Using -maxrregcount does not increases local memory usage?

I have a kernel using 12 registers.

To achieve optimal performance for a Cuda 1.1 card i need 10 registers.

So i changed 6 int variables to short and used the -maxrregcount 10 command to limit them.

PTX information says it works, but there is no allocated local memory visible?

Using 6 int’s:

without limit

ptxas info    : Used 12 registers, 40+16 bytes smem, 8 bytes cmem[1]

with limit

ptxas info    : Used 10 registers, 4+0 bytes lmem, 40+16 bytes smem, 8 bytes cmem[1]

Using 6 short’s:

without limit

ptxas info    : Used 12 registers, 40+16 bytes smem, 8 bytes cmem[1]

with limit:

ptxas info    : Used 10 registers, 40+16 bytes smem, 8 bytes cmem[1]

Where did those 2 registers go ?

The compiler might be able to re-compute a value it would have held in a register if one were available.

If you don’t want to rely on second-guessing, you can find out yourself using [font=“Courier New”]cuobjdump -sass[/font].

Since spilling registers can be pretty expensive, when you squeeze the register allocation with -maxrregcount the compiler will first try to recompute values to save on registers for temporaries, as tera points out.

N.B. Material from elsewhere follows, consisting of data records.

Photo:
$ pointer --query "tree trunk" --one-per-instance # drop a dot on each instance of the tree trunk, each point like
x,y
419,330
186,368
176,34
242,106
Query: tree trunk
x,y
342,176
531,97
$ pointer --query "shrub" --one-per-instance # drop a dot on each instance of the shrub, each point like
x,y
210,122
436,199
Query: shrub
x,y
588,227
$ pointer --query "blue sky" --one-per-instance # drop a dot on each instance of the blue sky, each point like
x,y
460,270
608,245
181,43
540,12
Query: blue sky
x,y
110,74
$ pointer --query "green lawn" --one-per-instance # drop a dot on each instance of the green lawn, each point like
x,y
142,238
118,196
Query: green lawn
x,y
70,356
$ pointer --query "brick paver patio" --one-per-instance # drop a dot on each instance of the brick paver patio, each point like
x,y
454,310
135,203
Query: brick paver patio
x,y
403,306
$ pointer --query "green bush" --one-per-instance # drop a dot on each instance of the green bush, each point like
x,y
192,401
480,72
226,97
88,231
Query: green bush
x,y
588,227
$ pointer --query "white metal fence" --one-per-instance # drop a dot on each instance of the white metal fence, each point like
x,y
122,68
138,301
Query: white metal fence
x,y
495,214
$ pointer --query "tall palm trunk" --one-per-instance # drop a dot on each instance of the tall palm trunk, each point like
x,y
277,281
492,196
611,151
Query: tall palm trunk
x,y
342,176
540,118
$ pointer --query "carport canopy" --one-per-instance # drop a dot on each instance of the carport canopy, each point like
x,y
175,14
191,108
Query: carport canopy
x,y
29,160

So you are trading in reduced register usage for increased dynamic instruction count. Therefore the resulting code may or may not be faster.

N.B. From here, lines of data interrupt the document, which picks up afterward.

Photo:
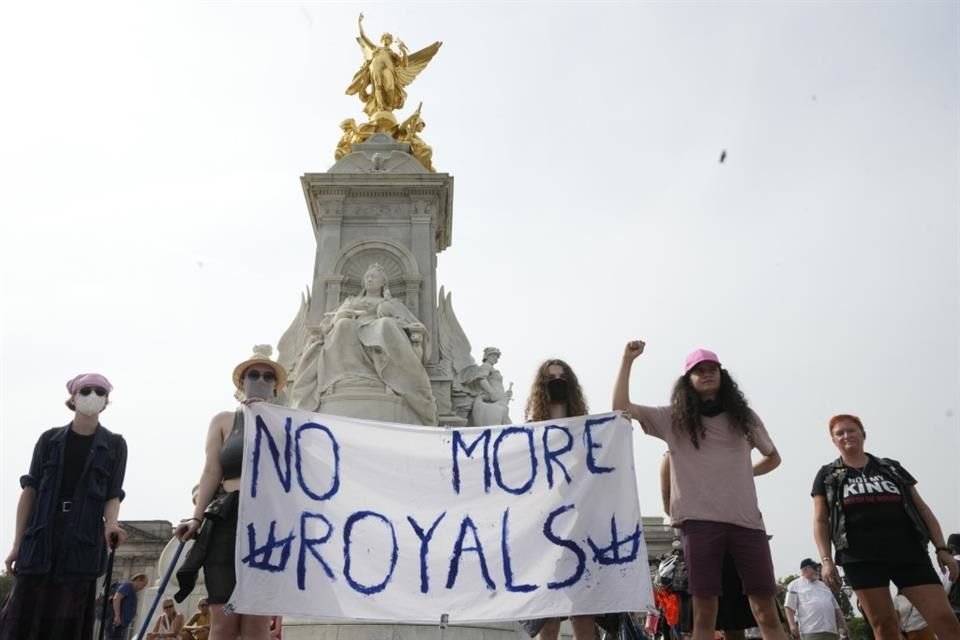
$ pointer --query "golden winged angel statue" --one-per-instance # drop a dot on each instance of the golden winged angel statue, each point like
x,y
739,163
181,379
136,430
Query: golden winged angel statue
x,y
381,80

If you squeeze the register allocation even more, you will get register spilling eventually. As tera recommends, look at the disassembly from cuobjdump if you want to see all the gory details.

Thanks for those answers, did not knew that the compiler could recompute values.
Right now I don’t have the time for cuobjdump, but i flew over the nvidia pdf about it, and it looks promising.